Доля сибулонская
Шукшины остались без кормильца. На другой же день явились мародеры. Василий Макарович вспоминал рассказ матери: «Пришли двое: "Вытряхивайтесь"». Мария Сергеевна вытряхиваться отказалась. Тогда один из пришедших достал наган. Женщине было двадцать два года. Она взяла в руки что потяжелее — безмен, и встала на пороге своего дома: «Иди, иди. Как дам безменом по башке — куда твой наган девается!» [Шукшин 2006: 467]. «А я знала, что он не будет стрелять. Что он — дурак, что ли?» — говорила Мария Сергеевна. Но была ли она в этом так уверена?
Семья осталась жить — в нужде, а еще более — в страхе и ужасе. Донимал местный активист Яша Горячий (Яков Прохоров), «страшный маленький человек с рыжей бородой» [Шукшин 2006: 464). Шукшин писал, как Яша нашел у них в доме на полатях березовые чурки из березника рядом с селом, который было запрещено рубить, а мать говорила: «Ну, смотри, Яша. Не доактивничать бы тебе...» Яша ее не тронул, хотя, например, Екатерину Кондратенко, которая отказывалась отдать ему костюм только что арестованного мужа, избил.
При этом Мария Сергеевна постоянно ждала, что придут и за ней. «После того, как забрали отца, мама все время ждала прихода тех же людей с той же целью. [В старый] мешок были уложены все наши нехитрые пожитки. Сверху в этом мешке всегда лежала чугуночка. В этой чугуночке мама варила кашу или затируху (вкрутую замешанное или растертое в крошки тесто). Помню, сварит мама затируху, выложит в чашку, а чугуночку вымоет и снова уложит в мешок, который всегда стоял в сенцах у двери. Жили всегда в страхе и всегда были готовы к ночному стуку и слову "собирайтесь"», — вспоминала Наталья Зиновьева (Шукшина). [Каплина, Брюхов: 231].
«Я боялась ночами-то, ох боялась. Залезу с вами на печку и лежу, глазею. А вы — спи-ите себе, только губенки оттопыриваются. Так я, грешным делом, нарочно будила вас да разговаривала — все не так страшно», — рассказывала Мария Сергеевна сыну годы спустя [Шукшин 2009: 1, 31].
Из того же страха она дала Василию и Наталье свою фамилию — так они стали Поповыми.
В Сростках и округе в марте-апреле 1933 года взяли больше ста мужиков. Их семьи в селе прозвали сибулонцами. Слово происходит от названия СибУЛОН (Сибирское управление лагерей особого назначения).
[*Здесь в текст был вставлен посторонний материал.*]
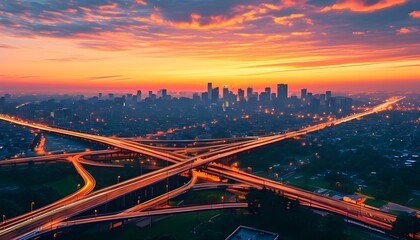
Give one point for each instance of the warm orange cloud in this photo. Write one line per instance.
(415, 14)
(362, 6)
(405, 30)
(288, 20)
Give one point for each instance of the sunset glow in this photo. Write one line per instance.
(181, 45)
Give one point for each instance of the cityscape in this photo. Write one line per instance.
(173, 120)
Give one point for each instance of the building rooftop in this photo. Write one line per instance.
(247, 233)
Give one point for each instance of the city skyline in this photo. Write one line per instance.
(120, 45)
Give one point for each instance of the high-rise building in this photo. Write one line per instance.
(315, 103)
(241, 94)
(225, 92)
(215, 94)
(303, 92)
(162, 93)
(328, 94)
(138, 95)
(209, 90)
(346, 105)
(249, 92)
(282, 92)
(268, 92)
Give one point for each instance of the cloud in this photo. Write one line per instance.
(363, 5)
(7, 46)
(406, 30)
(415, 14)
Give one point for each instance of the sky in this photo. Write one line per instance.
(53, 46)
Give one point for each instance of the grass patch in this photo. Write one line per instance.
(67, 185)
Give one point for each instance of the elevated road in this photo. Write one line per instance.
(165, 211)
(361, 213)
(118, 143)
(65, 211)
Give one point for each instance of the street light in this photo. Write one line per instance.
(141, 167)
(32, 206)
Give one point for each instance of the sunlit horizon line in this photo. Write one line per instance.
(387, 86)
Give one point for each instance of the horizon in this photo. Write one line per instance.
(84, 46)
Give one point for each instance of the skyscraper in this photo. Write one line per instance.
(138, 95)
(209, 90)
(215, 94)
(225, 92)
(328, 94)
(282, 92)
(249, 92)
(241, 94)
(303, 93)
(268, 92)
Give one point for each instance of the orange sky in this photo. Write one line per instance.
(103, 46)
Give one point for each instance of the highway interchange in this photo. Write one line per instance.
(55, 215)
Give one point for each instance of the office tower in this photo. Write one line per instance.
(273, 96)
(332, 104)
(138, 95)
(264, 97)
(315, 104)
(346, 105)
(196, 97)
(241, 94)
(268, 91)
(322, 99)
(249, 92)
(209, 90)
(225, 92)
(162, 93)
(215, 94)
(328, 94)
(303, 92)
(282, 92)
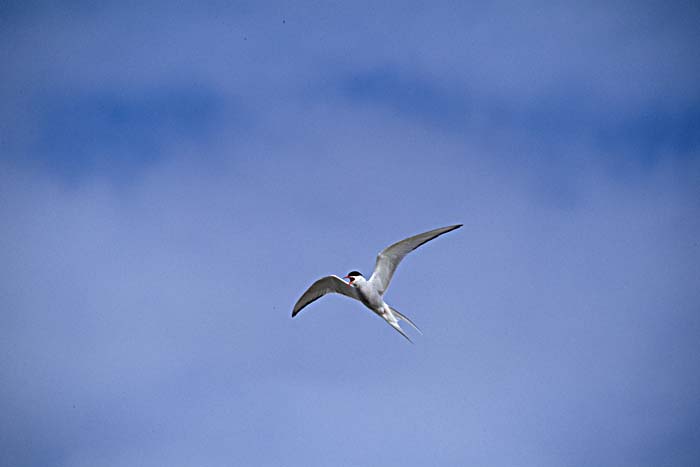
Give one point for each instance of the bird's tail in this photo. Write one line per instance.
(404, 318)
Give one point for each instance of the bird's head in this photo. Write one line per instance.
(353, 276)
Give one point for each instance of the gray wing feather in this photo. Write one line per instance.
(323, 286)
(390, 257)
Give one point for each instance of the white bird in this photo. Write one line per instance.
(371, 292)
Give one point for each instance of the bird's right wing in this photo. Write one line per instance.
(390, 257)
(323, 286)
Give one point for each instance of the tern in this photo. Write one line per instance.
(371, 291)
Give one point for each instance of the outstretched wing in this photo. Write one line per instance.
(390, 257)
(323, 286)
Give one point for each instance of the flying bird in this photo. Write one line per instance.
(371, 291)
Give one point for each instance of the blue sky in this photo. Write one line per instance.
(172, 177)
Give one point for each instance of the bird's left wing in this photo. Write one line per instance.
(390, 257)
(323, 286)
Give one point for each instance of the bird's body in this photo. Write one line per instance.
(371, 291)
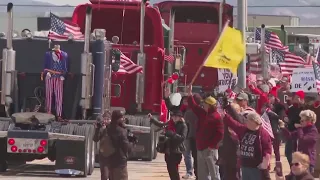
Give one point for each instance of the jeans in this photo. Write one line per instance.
(251, 173)
(276, 147)
(173, 160)
(207, 168)
(188, 157)
(191, 151)
(289, 150)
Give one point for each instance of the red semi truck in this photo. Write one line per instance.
(196, 26)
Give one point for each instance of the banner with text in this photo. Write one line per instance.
(303, 79)
(224, 77)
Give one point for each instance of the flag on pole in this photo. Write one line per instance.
(316, 68)
(272, 40)
(62, 29)
(228, 52)
(304, 55)
(287, 61)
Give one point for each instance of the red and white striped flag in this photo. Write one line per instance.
(316, 68)
(62, 29)
(272, 40)
(255, 64)
(127, 66)
(169, 58)
(287, 61)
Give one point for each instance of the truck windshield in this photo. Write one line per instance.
(200, 14)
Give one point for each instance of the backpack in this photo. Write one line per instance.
(106, 145)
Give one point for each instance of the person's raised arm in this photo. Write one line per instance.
(192, 104)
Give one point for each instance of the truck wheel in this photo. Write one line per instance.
(3, 166)
(84, 130)
(67, 129)
(155, 152)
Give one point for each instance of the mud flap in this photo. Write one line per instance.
(70, 157)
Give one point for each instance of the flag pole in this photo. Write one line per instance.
(210, 50)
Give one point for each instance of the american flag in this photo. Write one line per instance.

Годы спустя, приехав в Сростки снимать «Печки-лавочки», Василий Макарович собрал местных женщин и попросил спеть старые песни. Зоя Сергеевна Николаенко, сверстница Шукшина (родилась лишь на год позже — в 1930-м) рассказывала: «Как-то нас собрали в клубе, Вася Шукшин хотел выбрать песни для фильма "Печки-лавочки". Мы запели, а у Васи смотрю — желваки ходят... Так ему эти песни душу бередили... Это ж детство было его, сибулонское».
Деревня избегала сибулонцев, как прокаженных. Федор Клиндухов, в 1967 году снимавший Шукшина для фильма о Бийске, вспоминал, как первого мая, в праздник, шел с ним по Сросткам, и Василия Макаровича зазывали в каждый двор поговорить да выпить чуть-чуть. Он не отказывался. «Он был рад, что полдеревни считают его своим родственником. Но была минута, когда он с горечью вспомнил тридцатые годы». После ареста отца односельчане сторонились Шукшиных. «Атеперь видишь, сколько у меня родственников!» [Ащеулов, Егоров: 125].
Сибулонки стали изгоями. «В праздничные дни сибулонки старались получить коня или хотя бы сбрую для коровы, чтобы привезти соломы, дров с острова или поздней осенью с поля привезти картошку, так как в будни сбруя была занята, а сибулонкам все давали в последнюю очередь», — вспоминала Надежда Ядыкина, у которой тогда же, в марте 1933 года, арестовали отца (Ащеулов, Егоров: 93).
Собираясь, женщины пели тюремные песни «В воскресенье мать-старушка к воротам тюрьмы пришла», «В том саду при долине» («Позабыт-позаброшен») и «А в Барнауле тюрьма большая».